Our country's oldest academic institutions are revered for their prestige, history, thought leadership, and concentration of collective knowledge. And yet, while walking those hallowed halls, how many of us have felt that an important perspective was blatantly missing? As we stroll through yards surrounded by buildings named after men, reading textbooks and literature predominantly written by men, it's easy to perceive that women are not equal leaders in thought, impact, and contribution. It's easy to forget that women belong.

One group of students at Columbia University aims to change that mistaken perception. At the beginning of this month, they hung a banner above the names of eight male writers inscribed on the university's largest library. Dubbed the Butler Banner, the enormous piece of cloth depicts the names of eight female writers - Toni Morrison, Diana Chang, Zora Neale Hurston, Ntozake Shange, Maya Angelou, Leslie Marmon Silko, Gloria E. Anzaldúa and A. Revathi. Their action has started a necessary conversation about the importance of representation in university spaces and collections. 
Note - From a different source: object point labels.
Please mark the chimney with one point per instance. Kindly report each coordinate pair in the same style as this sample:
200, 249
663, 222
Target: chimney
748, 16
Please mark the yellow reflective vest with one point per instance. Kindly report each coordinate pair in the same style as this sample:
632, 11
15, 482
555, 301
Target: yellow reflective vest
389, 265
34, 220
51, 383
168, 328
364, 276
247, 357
Role models and representation matter. Having a diverse and representative set of perspectives matters. It takes each of us to have the courage to do what Laura Hotchkiss Brown started with the original Butler Banner in 1989: to see a lack of representation and to speak up. #SeeingIsBelieving for all of us, and it's up to us to make sure future generations see the full breadth of all that they can be.